Cool - congrats on expanding or at least getting something that might fit you better!


----------



## Elkoholic8 (Jan 15, 2008)

Wow, got it done already? I guess I'll have to come up and see the new shop. Hopefully the new location will be better for business (visibility). Oh, and the heat will be nice :lol: :lol:


----------



## TopofUtahArcher (Sep 9, 2009)

Who needs heat in Cache Valley - where the kids go stand at the bus stop on the way to school in their short sleeve tees and shorts. Trying to get some pics small enough to post here... it is a welcome change - though only a parking strip away from where the shop was before, it's already a much better showroom and has the future of shooting in the theatre to test/sight-in/competition in a bit of a different setting.


----------



## swbuckmaster (Sep 14, 2007)

Nice man


----------



## c3hammer (Nov 1, 2009)

Looks like we will have to come up and pay a visit. Maybe host a Utah stop on the Full Draw Film Tour for 2013 ???? Can you still show movies on the screen there?

Cheers,
Pete


----------



## TopofUtahArcher (Sep 9, 2009)

I still have all the seating and a stage, but need to replace the screen and the projector cause the crooks who were leasing the building last year not only failed to pay even half of their contracted rent/lease payment for over a year, but they took anything that wasn't bolted down and some things that were...like the screen and projector 

I hope to do premiers of hunting movies that come out and would love to schedule FDFT to come up.

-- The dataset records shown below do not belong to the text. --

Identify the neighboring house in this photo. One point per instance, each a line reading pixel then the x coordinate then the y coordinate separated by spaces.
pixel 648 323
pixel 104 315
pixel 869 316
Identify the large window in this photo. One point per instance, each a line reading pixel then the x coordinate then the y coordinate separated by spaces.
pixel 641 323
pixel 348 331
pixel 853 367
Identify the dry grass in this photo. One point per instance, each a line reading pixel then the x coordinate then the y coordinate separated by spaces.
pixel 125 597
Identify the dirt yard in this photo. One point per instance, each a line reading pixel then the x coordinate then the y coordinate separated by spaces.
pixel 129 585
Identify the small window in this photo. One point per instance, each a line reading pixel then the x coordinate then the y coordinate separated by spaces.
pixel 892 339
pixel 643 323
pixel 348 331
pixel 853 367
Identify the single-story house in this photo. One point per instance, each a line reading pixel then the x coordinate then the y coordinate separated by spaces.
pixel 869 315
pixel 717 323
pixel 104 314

I will also host seminars including Coyote/elk calling (Rocky Jacobsen-Bugling Bulls, Fred Eichler, etc), trapping, arrow building, technical shooting and bow tuning...

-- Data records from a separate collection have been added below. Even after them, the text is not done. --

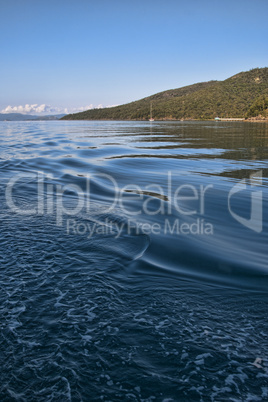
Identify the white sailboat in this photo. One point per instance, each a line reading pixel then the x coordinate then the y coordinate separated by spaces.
pixel 151 112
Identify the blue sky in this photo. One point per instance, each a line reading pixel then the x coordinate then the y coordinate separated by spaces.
pixel 82 53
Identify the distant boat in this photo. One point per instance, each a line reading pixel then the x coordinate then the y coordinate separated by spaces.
pixel 151 112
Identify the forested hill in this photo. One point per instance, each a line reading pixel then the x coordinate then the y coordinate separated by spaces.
pixel 242 95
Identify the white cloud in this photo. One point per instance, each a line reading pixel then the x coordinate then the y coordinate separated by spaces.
pixel 47 109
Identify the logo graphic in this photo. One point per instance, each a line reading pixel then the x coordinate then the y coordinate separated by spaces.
pixel 255 221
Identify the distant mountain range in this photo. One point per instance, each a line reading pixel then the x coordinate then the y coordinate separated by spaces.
pixel 242 95
pixel 24 117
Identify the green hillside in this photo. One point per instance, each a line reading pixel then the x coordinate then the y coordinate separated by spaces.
pixel 242 95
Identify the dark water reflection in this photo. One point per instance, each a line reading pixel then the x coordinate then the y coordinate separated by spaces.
pixel 96 305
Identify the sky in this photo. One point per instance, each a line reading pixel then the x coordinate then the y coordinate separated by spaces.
pixel 64 56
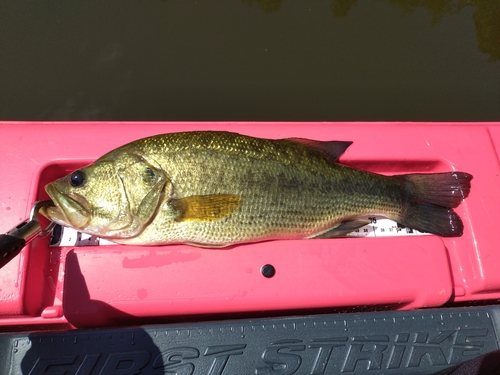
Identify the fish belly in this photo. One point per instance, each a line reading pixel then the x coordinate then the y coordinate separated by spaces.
pixel 279 199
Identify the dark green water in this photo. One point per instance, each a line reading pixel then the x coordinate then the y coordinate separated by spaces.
pixel 250 60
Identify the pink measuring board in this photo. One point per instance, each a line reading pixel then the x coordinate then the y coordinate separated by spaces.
pixel 104 285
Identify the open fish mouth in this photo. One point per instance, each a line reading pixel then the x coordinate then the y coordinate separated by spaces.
pixel 67 210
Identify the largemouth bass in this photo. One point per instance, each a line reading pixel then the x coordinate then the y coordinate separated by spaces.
pixel 215 189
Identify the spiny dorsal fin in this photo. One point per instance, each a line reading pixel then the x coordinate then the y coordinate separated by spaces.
pixel 332 149
pixel 205 207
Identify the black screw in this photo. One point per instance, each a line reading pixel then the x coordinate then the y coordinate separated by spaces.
pixel 268 271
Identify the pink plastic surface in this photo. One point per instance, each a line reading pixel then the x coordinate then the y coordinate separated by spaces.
pixel 102 285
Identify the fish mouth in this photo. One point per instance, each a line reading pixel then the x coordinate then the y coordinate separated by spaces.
pixel 67 210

I also hope to work with the 7 area high schools and multiple middle schools to build the NASP and ASAP programs and possibly even forming club competition amongst them... leagues, lessons and open shooting will also be part of the available options there.


----------



## ut1031 (Sep 13, 2007)

That is a GREAT looking shop Lance.......!


----------



## longbow (Mar 31, 2009)

Lance, too bad the screen isn't still there. You could project deer and elk on it and we could shoot at it.

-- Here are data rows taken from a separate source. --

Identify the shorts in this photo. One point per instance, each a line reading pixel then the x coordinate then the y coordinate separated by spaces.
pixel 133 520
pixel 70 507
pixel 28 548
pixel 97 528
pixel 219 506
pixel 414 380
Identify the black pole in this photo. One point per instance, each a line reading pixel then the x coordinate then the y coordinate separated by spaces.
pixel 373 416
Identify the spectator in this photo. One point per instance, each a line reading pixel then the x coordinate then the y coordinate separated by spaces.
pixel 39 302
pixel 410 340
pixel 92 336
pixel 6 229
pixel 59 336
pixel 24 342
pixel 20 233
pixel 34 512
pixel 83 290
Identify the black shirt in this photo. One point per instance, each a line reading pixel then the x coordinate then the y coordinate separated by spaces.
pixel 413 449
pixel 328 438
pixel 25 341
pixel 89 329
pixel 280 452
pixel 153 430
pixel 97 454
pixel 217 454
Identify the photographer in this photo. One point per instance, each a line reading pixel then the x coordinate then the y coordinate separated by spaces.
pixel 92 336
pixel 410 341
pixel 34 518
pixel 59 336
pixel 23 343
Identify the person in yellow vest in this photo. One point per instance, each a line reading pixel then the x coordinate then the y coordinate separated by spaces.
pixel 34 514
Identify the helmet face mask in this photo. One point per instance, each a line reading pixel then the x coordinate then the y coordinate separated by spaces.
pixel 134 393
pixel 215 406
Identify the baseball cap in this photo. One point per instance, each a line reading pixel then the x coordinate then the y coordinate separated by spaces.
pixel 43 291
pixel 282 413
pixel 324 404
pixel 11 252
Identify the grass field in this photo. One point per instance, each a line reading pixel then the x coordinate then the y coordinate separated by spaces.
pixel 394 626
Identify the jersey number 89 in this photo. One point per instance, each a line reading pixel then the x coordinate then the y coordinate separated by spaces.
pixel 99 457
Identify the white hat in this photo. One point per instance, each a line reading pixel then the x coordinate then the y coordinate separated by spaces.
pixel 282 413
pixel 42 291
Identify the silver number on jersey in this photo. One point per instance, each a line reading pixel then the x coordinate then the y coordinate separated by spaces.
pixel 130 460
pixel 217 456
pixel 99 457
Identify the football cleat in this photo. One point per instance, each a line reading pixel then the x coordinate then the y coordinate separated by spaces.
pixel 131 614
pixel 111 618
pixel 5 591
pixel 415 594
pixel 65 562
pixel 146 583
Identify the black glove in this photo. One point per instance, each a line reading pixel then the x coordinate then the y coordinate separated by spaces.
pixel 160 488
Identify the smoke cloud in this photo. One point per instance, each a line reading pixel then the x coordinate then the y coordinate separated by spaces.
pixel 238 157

Nice place. I'm glad you're moving up.


----------



## Elkoholic8 (Jan 15, 2008)

Shoot Lance, that show room looks like it's 3 times bigger than your old shop. 
Good for you, I hope it works out better.


----------



## TopofUtahArcher (Sep 9, 2009)

longbow said:


> Lance, too bad the screen isn't still there. You could project deer and elk on it and we could shoot at it.
> 
> Nice place. I'm glad you're moving up.


I don't know about moving up... but it's something. I have been offered a Techno-hunt system (projects movies of a wide variety of game in different situations that you shoot at and using multiple sensors and a chronograph maps and scores your shot in real-time) that is used for a great price, but with all the rennovations I just did, I can't do that just yet....yet that is... Thanks guys, I am having a "End of the world" sale this coming week if you're in need of anything. Everything 10-50% off to celebrate the new shop before the world ends on the solstice.


----------